Nothing came of the calls from the parliamentary Left to make constitutional changes that would limit the Kaiser's powers. Bülow worked out an agreement with Wilhelm in which he promised to be more restrained and uphold his constitutional responsibilities. A proposal to summon Germany's ruling princes to Berlin for a formal protest was dropped, and the scandal around the Daily Telegraph interview gradually faded from public view.

== Effect on Wilhelm ==
Wilhelm was deeply shaken by the reaction to the Daily Telegraph story. His mood was described as one of profound depression or even a nervous breakdown. He went from bouts of crying to outbursts of fury. General von Einem noted that Wilhelm appeared as if broken and that he never regained his former confidence. One confidant said, “I had the feeling that in William the Second I had before me a man who was looking with astonishment for the first time in his life on the world as it really is.” Rudolf von Valentini, Wilhelm's chief of the Privy Cabinet, described the Kaiser's later mood as one of "tired resignation" and without vitality. For months after the scandal broke he stayed largely out of the public eye, and there were no similar scandals in the remaining years of his reign.

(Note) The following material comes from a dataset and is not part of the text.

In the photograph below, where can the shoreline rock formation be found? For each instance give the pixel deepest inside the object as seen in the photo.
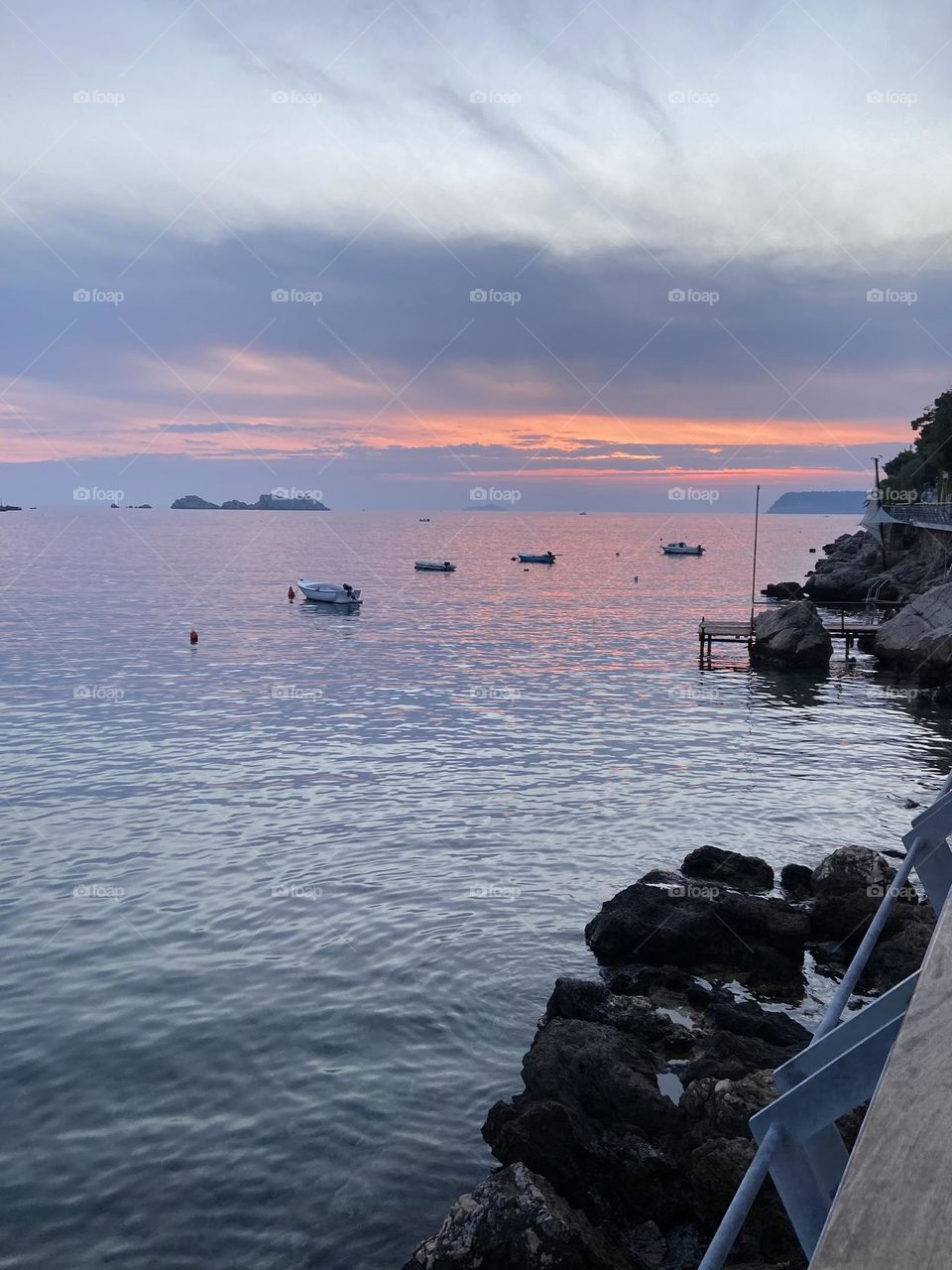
(631, 1133)
(266, 503)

Historian and Wilhelm II biographer John Röhl nevertheless concluded that the scandal had little effect on Wilhelm in the long term:Instead of recognising his mistakes and drawing lessons for the future from the disaster caused by his quasi-absolutist manner of ruling, Wilhelm II still refused to accept any blame. Although he had no alternative but to restrain himself in his speeches for the time being, in his letters and conversations – above all with foreign sympathisers – he gave vent to extravagant tirades of hatred for those who he considered had ‘betrayed’ him. It was not long before he saw himself as "the greatest martyr of his time". As far as his conduct and the much criticised system of Personal Monarchy were concerned, the Daily Telegraph affair made little difference. ... Among his entourage the feeling of sitting on a powder-keg did not diminish, but increased markedly. "Fundamentally the Kaiser is in fact still the same as before", [Hofmarschall Count von] Zedlitz observed.